Saturday, Oct. 11, 2003
Worlds - Day 4 report
By Kris Westwood
After three days of individual time trials, the focus of the worlds has switched to the mass start road races. Instead of battling the wind and course alone, competitors race together and must master strategy and bike handling in order to succeed.
Racing opened today with the junior women's 74.4-kilometre race, held over six laps of the tough 12.4-kilometre Hamilton circuit, which includes two climbs of the Niagara escarpment.
Jumpy nerves and a inexperienced riders in the 58-strong peloton combined to produce three crashes in the first two laps, which put paid to several competitors' chances, including Canadian Emilie Roy, who fell twice and damaged her bike so badly she had to abandon.

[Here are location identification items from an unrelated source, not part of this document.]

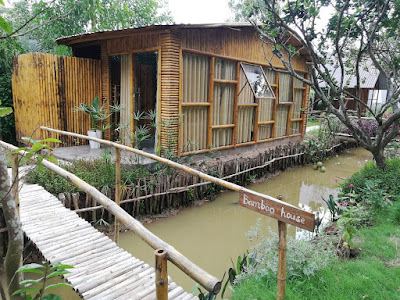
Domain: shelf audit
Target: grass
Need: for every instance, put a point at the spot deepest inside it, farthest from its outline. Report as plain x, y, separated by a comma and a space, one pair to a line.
374, 274
312, 122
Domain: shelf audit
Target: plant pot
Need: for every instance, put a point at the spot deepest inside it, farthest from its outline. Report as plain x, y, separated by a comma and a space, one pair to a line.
97, 134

The climbs and several attacks combined to whittle the pack down to just 24 riders with five kilometres to go, and three riders broke free on the last climb: Irina Tolmacheva of Russia, Kate Nichols of Australia and Loes Sels of Belgium.
But the German team chased hard down the descent, and a lead group of 11 rounded the final bend with 300 metres to go.
Loes Merkerink of the Netherlands launched her sprint immediately after the corner, and despite strong challenges from Tolmacheva and Germany's Sabine Fischer, she held on for the win.
"It was a risk and it worked well," said Merkerink, who added a gold medal to the silver she won in the time trial on Tuesday. "We caught them in the final corner and I sprinted - I didn't think."
Tolmacheva, nursing a cut chin from a fall after the finish, said she had been preparing for this race all year, while Fischer thanked her teammate, Bianca Knoepfle, for leading her out in the sprint.
The men's under-23 race, which covered 14 laps for 173.6 kilometres this afternoon, was a test of endurance as attack followed attack throughout.
In the end, it was a canny Sergey Lagutin who won the title despite having only one teammate with him today.
The 132 starters took it relatively easy on the first few laps before the racing really began to heat up around the half way point. Under pressure from repeated attacks by Johan Van Summeren of Belgium, a breakaway 12 riders formed, which included Lagutin, as well as riders from Italy, Holland, Belgium and Russia.
With most of the strong teams represented up front the peloton did not chase hard, allowing the gap to grow to over 50 seconds with a lap to go. Van Summeren, Lagutin and Emanuele Sella of Italy all tried to break away, but by the top of the final climb there were still seven riders together.
Meantime, the peloton was drawing closer, and started the last downhill just 20 seconds behind. World time trial champion Marcus Fothen of Germany launched an attack with Thomas Dekker on his wheel, and by the bottom of the descent they had bridged to the break. Dekker flew to the front of the group and made the final turn in front, but he faded to third as first Van Summeren and then Lagutin sprinted past him.
"It was not very tactical because it was so hard," said Lagutin after the race.